Resource 6: Getting Stories Started: For Listeners

RESOURCE 6

Getting Stories Started: For Listeners

Listeners have an important role to play in any situation involving stories. As a listener, you offer your attention, encouragement, interest, and support to any storyteller. Your face, body language, and words all provide feedback to inform the storyteller. Use this guide to get started on becoming a better listener. Note: These suggestions are intended as reminders and personal checkpoints rather than used as a formula. Feel free to skip suggestions that do not work for you or the situation you are in – make it your own!

Set Conditions

  1. Make sure you are ready to be fully present as a listener. Try to eliminate distractions from your mind or environment.
  2. Be willing to let the story stretch you beyond what you know, expect,
    or want.
  3. Demonstrate your attention—take notes, give eye contact, nod.

Listen to Specifics

  1. Listen for the story’s detail and imagine it taking place. Put yourself in their shoes.
  2. Listen for the structure, including the journey of the story, the conflicts or problems involved, and the universal idea.
  3. Listen for what the story teaches you about the storyteller.

Ask the Speaker Questions

  1. Ask questions that clarify important characters, details, moments, takeaways. Make sure you aren’t getting stuck somewhere. Seek to understand, not to critique.
  2. Ask questions that encourage the speaker, asking them to elaborate,
    go back, and follow up on what happened next.

Reset Your Mindset

  1. Avoid trying to fit someone’s story into your agenda. Surrender to the story and don’t be afraid of what you don’t already know.
  2. Change your mental questions.
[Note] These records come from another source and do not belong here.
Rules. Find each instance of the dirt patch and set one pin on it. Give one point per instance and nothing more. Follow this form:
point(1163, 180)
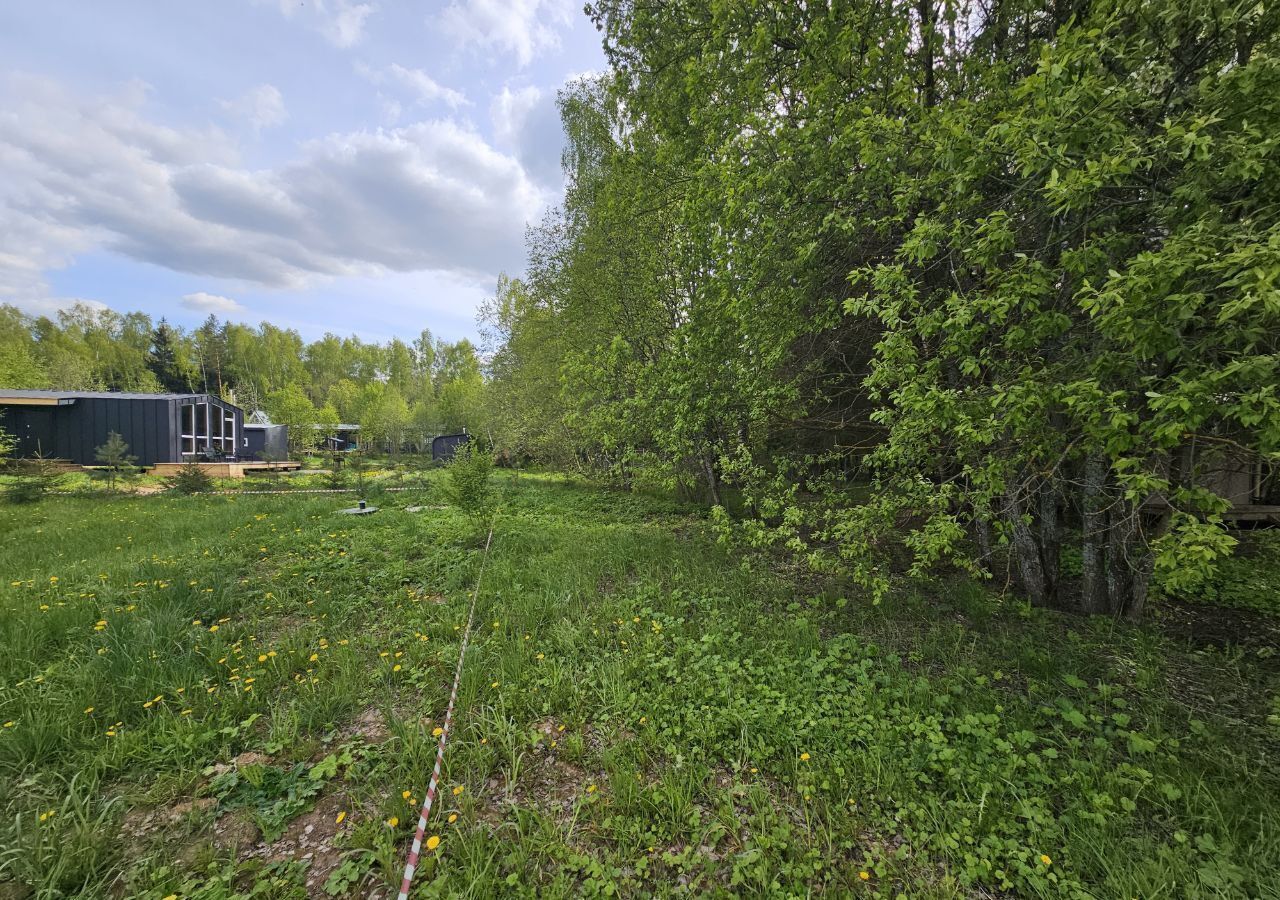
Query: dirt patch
point(370, 727)
point(310, 839)
point(251, 758)
point(234, 832)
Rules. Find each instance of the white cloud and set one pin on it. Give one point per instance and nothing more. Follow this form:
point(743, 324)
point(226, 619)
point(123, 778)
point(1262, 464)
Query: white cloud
point(96, 174)
point(426, 88)
point(520, 27)
point(263, 106)
point(526, 122)
point(342, 22)
point(211, 302)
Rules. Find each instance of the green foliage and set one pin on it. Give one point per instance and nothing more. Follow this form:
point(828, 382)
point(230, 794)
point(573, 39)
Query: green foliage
point(1249, 580)
point(273, 795)
point(467, 484)
point(115, 460)
point(951, 738)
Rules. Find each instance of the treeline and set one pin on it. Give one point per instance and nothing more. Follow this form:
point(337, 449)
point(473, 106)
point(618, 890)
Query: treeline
point(398, 393)
point(988, 281)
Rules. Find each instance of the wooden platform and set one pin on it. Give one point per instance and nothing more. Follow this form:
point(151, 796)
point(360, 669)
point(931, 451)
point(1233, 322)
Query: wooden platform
point(228, 469)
Don’t evaluate or hurry the story, ask yourself what you can learn.
  3. Try to commit moments to memory and seek out connections.

Question Yourself

  1. As you listen, ask yourself why the person is telling you the story. Appreciate that this story is somehow personally important.
  2. Question whether you are making assumptions about the storyteller and how you see the world might be different from their experience.

Offer Feedback

  1. Only give feedback when solicited by the storyteller or required by the situation; focus feedback on areas important to the storyteller.
  2. Focus on content, which may include detail, structure, time management, specificity of moment, clarity of theme, and ability to connect personally.